Promoting better working conditions in global supply chains through public procurement


How can public procurement initiatives be designed effectively to promote and secure better working conditions in transnational supply chains?


Project background and aims

Recent years have seen a resurgence of interest in the potential and actual use of public procurement as a means of promoting respect for labour rights. At the transnational level, there is growing interest in leveraging the purchasing power of the state to augment existing public and private efforts to address labour and human rights violations in global production networks. Scholarly and activist attention to date, however, has focused largely on the desirability or legality of such measures. Some efforts have also been made to map existing initiatives globally. This project focuses on questions of regulatory design - and more specifically of compliance and enforcement – which we suggest remain under-examined in either the domestic or international context.

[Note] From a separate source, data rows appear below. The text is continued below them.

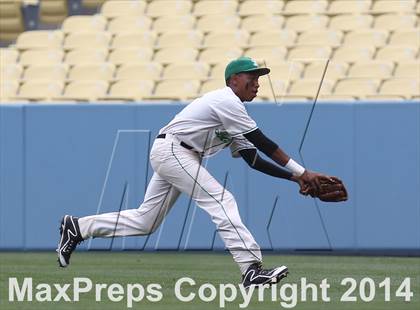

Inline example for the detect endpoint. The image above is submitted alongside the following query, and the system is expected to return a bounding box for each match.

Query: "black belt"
[156,133,194,150]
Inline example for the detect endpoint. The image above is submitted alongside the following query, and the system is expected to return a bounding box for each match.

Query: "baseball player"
[57,57,344,287]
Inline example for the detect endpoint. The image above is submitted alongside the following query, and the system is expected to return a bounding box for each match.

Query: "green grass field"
[0,252,420,310]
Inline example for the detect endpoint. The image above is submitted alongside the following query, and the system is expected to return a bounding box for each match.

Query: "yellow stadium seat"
[204,30,250,47]
[101,0,147,18]
[153,15,195,33]
[109,47,153,65]
[329,14,373,31]
[344,29,388,47]
[23,63,68,81]
[283,0,328,15]
[157,30,204,48]
[297,30,343,46]
[394,61,420,79]
[250,29,297,47]
[0,63,23,81]
[151,79,200,100]
[245,46,287,64]
[374,14,417,30]
[375,45,418,61]
[196,14,241,32]
[111,31,157,49]
[115,62,163,80]
[348,61,394,79]
[64,32,112,49]
[241,14,285,32]
[19,49,64,66]
[68,62,115,81]
[328,0,372,15]
[285,14,330,32]
[56,80,108,101]
[334,78,380,99]
[372,0,416,14]
[154,47,198,63]
[199,47,242,65]
[333,45,375,62]
[287,79,334,99]
[303,61,349,81]
[389,28,420,47]
[99,79,154,101]
[61,15,107,33]
[287,46,332,62]
[16,80,64,101]
[379,77,420,99]
[16,30,64,50]
[146,0,192,17]
[65,48,108,65]
[0,48,19,66]
[194,0,238,16]
[239,0,284,16]
[162,62,210,80]
[108,16,152,33]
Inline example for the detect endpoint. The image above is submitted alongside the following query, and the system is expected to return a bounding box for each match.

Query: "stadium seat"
[204,30,250,47]
[16,30,64,50]
[101,0,147,19]
[16,80,64,101]
[379,76,420,99]
[241,14,285,32]
[64,31,112,49]
[152,15,195,33]
[283,0,328,15]
[102,79,154,101]
[348,61,394,79]
[250,29,297,47]
[115,62,163,80]
[108,16,152,33]
[328,0,372,15]
[199,47,242,66]
[68,62,115,81]
[194,0,238,16]
[19,49,64,66]
[374,14,417,30]
[58,80,108,101]
[375,45,418,61]
[0,63,23,81]
[162,62,210,80]
[111,31,157,49]
[239,0,284,16]
[23,63,68,81]
[109,47,153,65]
[61,15,107,33]
[344,29,388,47]
[157,30,204,48]
[285,14,329,32]
[333,45,375,62]
[146,0,192,17]
[65,48,108,65]
[196,14,241,32]
[150,79,200,100]
[297,30,343,46]
[153,47,198,64]
[329,14,373,31]
[334,78,380,99]
[394,61,420,79]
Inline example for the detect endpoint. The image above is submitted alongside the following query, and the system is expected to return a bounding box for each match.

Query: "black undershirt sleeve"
[244,128,278,157]
[239,149,292,180]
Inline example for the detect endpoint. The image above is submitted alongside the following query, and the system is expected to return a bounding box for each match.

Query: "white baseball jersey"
[159,87,258,157]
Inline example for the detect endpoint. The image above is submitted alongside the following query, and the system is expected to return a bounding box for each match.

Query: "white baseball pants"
[79,135,262,273]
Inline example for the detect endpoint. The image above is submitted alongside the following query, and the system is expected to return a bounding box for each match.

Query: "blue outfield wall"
[0,102,420,251]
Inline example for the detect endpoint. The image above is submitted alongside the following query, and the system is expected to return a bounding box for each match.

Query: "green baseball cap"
[225,57,270,80]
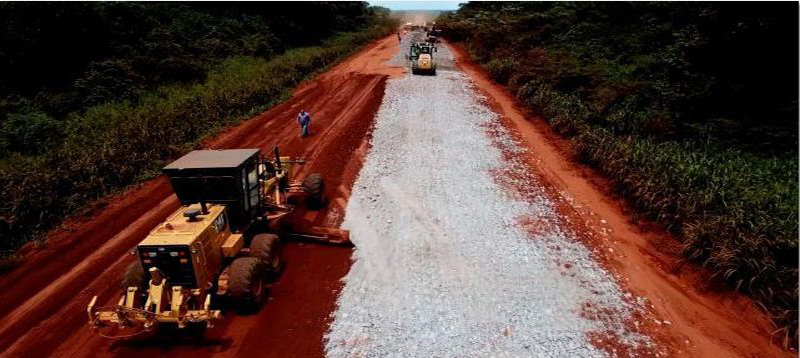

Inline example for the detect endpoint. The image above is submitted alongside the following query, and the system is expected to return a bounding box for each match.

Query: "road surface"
[0,36,788,357]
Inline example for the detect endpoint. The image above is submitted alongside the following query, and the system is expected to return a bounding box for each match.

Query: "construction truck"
[408,42,436,76]
[86,148,350,338]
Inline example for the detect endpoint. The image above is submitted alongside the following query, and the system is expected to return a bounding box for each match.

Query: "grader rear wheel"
[255,234,280,278]
[228,257,266,314]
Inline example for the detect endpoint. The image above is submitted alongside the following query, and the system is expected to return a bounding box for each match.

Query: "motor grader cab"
[87,148,349,338]
[408,42,436,75]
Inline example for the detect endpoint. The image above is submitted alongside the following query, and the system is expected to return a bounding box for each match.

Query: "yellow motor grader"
[86,148,350,338]
[408,42,436,76]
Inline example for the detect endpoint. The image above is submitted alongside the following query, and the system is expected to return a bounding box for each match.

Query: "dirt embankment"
[451,41,796,357]
[0,37,403,357]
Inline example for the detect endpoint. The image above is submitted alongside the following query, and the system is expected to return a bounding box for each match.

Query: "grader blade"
[284,226,354,246]
[89,305,157,339]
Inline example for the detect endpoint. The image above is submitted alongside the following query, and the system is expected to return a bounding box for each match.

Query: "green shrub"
[0,23,394,253]
[437,2,798,344]
[486,57,518,84]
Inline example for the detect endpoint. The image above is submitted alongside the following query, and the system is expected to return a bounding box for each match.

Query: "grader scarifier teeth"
[89,305,157,339]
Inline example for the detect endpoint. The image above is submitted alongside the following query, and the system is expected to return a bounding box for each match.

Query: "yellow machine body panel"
[139,204,230,291]
[418,53,433,70]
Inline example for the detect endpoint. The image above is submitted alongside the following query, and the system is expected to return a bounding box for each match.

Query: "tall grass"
[0,23,394,257]
[517,81,798,345]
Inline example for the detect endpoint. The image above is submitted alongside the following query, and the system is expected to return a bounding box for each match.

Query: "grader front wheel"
[303,173,325,209]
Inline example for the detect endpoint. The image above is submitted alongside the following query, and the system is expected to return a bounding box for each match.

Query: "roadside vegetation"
[437,2,798,346]
[0,2,397,266]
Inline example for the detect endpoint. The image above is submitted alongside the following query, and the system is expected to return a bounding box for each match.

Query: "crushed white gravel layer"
[326,41,650,357]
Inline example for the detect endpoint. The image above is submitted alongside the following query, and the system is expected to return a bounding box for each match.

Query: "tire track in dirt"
[0,37,402,356]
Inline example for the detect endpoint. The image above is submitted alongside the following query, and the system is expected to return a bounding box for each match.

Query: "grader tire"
[303,173,325,209]
[255,234,280,279]
[120,260,144,294]
[228,257,266,314]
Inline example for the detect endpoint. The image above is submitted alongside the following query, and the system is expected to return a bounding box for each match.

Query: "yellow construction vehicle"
[408,42,436,75]
[86,148,350,338]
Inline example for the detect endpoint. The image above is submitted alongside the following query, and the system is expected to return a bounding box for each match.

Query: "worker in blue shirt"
[297,109,311,138]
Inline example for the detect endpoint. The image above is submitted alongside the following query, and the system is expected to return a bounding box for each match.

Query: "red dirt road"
[0,37,403,357]
[448,40,797,357]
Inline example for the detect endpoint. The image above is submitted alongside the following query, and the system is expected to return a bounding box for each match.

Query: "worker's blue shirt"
[297,112,311,126]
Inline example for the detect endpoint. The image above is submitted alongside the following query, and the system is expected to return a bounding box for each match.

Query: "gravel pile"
[326,42,650,357]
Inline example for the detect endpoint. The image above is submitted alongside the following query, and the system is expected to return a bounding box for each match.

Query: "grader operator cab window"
[163,149,261,231]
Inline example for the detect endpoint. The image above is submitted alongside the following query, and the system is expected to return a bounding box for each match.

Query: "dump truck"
[408,42,436,75]
[86,148,350,338]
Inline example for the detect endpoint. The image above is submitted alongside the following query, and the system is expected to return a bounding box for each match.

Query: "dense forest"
[0,2,396,266]
[438,2,798,342]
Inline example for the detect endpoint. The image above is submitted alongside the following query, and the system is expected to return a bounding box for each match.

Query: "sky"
[369,0,467,10]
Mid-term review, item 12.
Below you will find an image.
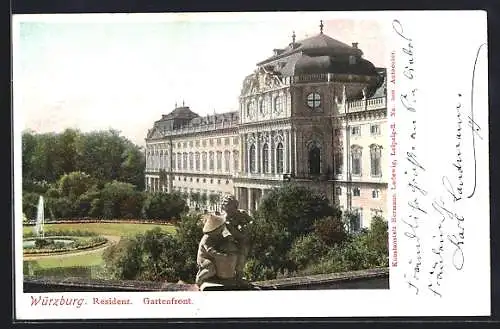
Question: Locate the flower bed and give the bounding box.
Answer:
[24,218,177,226]
[23,235,108,256]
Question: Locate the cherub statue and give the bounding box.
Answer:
[221,194,252,279]
[195,214,238,286]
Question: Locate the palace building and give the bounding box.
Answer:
[145,24,388,228]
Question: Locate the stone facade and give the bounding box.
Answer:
[146,27,388,227]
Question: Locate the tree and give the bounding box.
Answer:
[99,181,142,219]
[142,192,189,220]
[247,184,341,278]
[208,193,220,211]
[103,227,196,282]
[200,193,208,207]
[189,192,201,209]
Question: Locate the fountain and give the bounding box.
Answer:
[35,195,45,239]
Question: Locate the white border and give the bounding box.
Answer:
[13,11,490,320]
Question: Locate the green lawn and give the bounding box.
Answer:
[32,249,104,268]
[23,223,175,237]
[23,223,175,269]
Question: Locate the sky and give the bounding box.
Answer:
[13,12,386,145]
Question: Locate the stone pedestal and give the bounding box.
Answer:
[200,278,260,291]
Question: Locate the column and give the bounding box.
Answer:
[239,134,246,173]
[245,134,250,174]
[255,133,262,173]
[247,188,253,215]
[292,129,297,174]
[286,130,293,173]
[283,130,291,174]
[267,132,273,174]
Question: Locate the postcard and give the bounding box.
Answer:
[12,11,491,321]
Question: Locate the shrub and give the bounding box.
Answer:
[314,215,347,246]
[288,233,329,269]
[103,228,196,282]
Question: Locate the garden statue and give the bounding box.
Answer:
[196,214,237,286]
[196,196,251,290]
[221,194,252,279]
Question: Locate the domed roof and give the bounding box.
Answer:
[257,33,363,65]
[290,55,377,75]
[295,33,362,56]
[162,106,198,120]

This project explores questions such as: How can public procurement initiatives be designed in a way that take into account the complexity and fragmented nature of transnational production? How are procuring authorities, without expert knowledge or expertise of labour rights issues, to monitor any labour-related obligations imposed upon suppliers in public contracts? How can and should public procurement authorities respond to cases of supplier non-compliance with any such contractual obligations?


Drawing on insights from transnational labour governance and the normative model of responsive regulation, this project seeks to theoretically and empirically evaluate selected responsible procurement initiatives from a number of different jurisdictions around the world, with a view to better understanding the potential of such programmes to bring about effective and positive changes in working conditions.

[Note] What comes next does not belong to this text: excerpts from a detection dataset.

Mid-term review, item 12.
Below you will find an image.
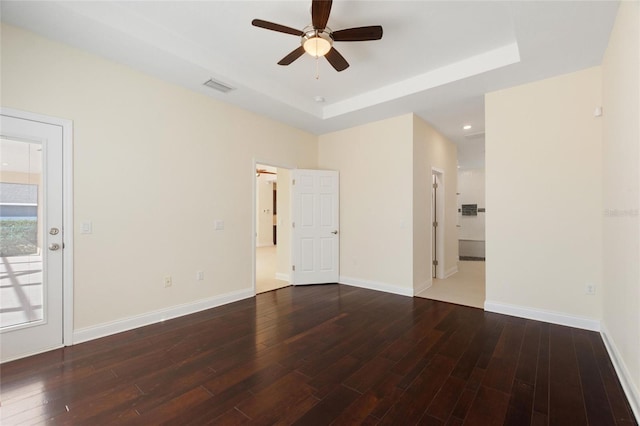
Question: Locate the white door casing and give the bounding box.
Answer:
[291,169,340,285]
[0,108,73,362]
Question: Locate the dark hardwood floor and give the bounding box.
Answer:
[0,285,636,426]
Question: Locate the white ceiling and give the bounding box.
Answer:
[1,0,618,167]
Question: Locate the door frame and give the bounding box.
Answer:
[0,107,74,355]
[431,167,446,279]
[251,157,297,296]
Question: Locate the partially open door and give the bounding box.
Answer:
[291,169,340,285]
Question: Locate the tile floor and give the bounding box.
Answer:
[416,261,485,309]
[256,246,289,294]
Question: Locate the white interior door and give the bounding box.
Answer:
[291,169,340,285]
[0,114,63,362]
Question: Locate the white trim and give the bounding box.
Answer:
[73,288,254,343]
[413,278,433,295]
[276,272,291,283]
[484,300,600,331]
[600,323,640,423]
[339,275,413,297]
[444,262,458,280]
[0,107,74,346]
[2,345,64,364]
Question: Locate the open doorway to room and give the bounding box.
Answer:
[416,165,485,308]
[255,163,291,294]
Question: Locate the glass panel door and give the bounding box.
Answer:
[0,112,64,362]
[0,138,43,329]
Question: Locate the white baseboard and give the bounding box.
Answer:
[484,300,600,331]
[276,272,291,282]
[413,279,433,295]
[443,262,458,280]
[73,288,254,344]
[600,324,640,423]
[340,275,413,297]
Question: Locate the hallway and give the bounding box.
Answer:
[416,260,485,309]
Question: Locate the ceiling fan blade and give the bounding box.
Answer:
[324,47,349,72]
[311,0,331,30]
[251,19,304,37]
[278,46,304,65]
[331,25,382,41]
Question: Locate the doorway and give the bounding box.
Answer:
[0,109,73,362]
[431,169,445,278]
[254,162,291,294]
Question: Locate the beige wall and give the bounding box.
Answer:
[318,114,458,294]
[413,116,458,293]
[602,2,640,417]
[318,114,413,293]
[485,67,604,321]
[458,169,486,241]
[1,25,317,329]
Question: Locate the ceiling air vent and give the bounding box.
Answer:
[464,132,484,139]
[204,79,235,93]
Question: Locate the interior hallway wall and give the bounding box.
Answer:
[485,67,603,326]
[318,114,413,294]
[602,2,640,419]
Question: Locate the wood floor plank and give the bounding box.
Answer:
[0,284,637,426]
[572,330,616,426]
[589,333,636,425]
[464,386,510,426]
[549,324,588,426]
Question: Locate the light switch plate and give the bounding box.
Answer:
[80,220,93,234]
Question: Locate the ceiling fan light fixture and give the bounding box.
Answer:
[302,30,333,58]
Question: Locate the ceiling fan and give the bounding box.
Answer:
[251,0,382,71]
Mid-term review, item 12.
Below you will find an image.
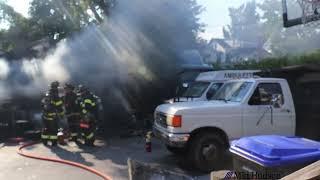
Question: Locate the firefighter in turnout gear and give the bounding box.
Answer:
[78,85,98,146]
[64,83,80,141]
[41,82,64,145]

Preliminary findings from this research have been presented at the following academic and practitioner workshops:

  • Workshop on Public Procurement and Modern Slavery, Worskhop organised by Plus Alliance Partners, King’s College London and the University of NSW, in collaboration with the Business, Human Rights and the Environment Research Group at the University of Greenwich, London, UK,29 November 2019.
  • 4th Labour Law Research Network (LLRN) Conference, Valparaíso, Chile, 25 June 2019.
  • Innovate Rights: New Thinking in Business and Human Rights Academic Consultation, Australian Human Rights Institute, University of New South Wales, Sydney, Australia, 14 May 2019.
  • Socially Responsible Public Procurement: An Exploration of the Role of the State in Labour Governance in Global Production Networks, Workshop at Queen Mary University of London, London, UK, 16 November 2018.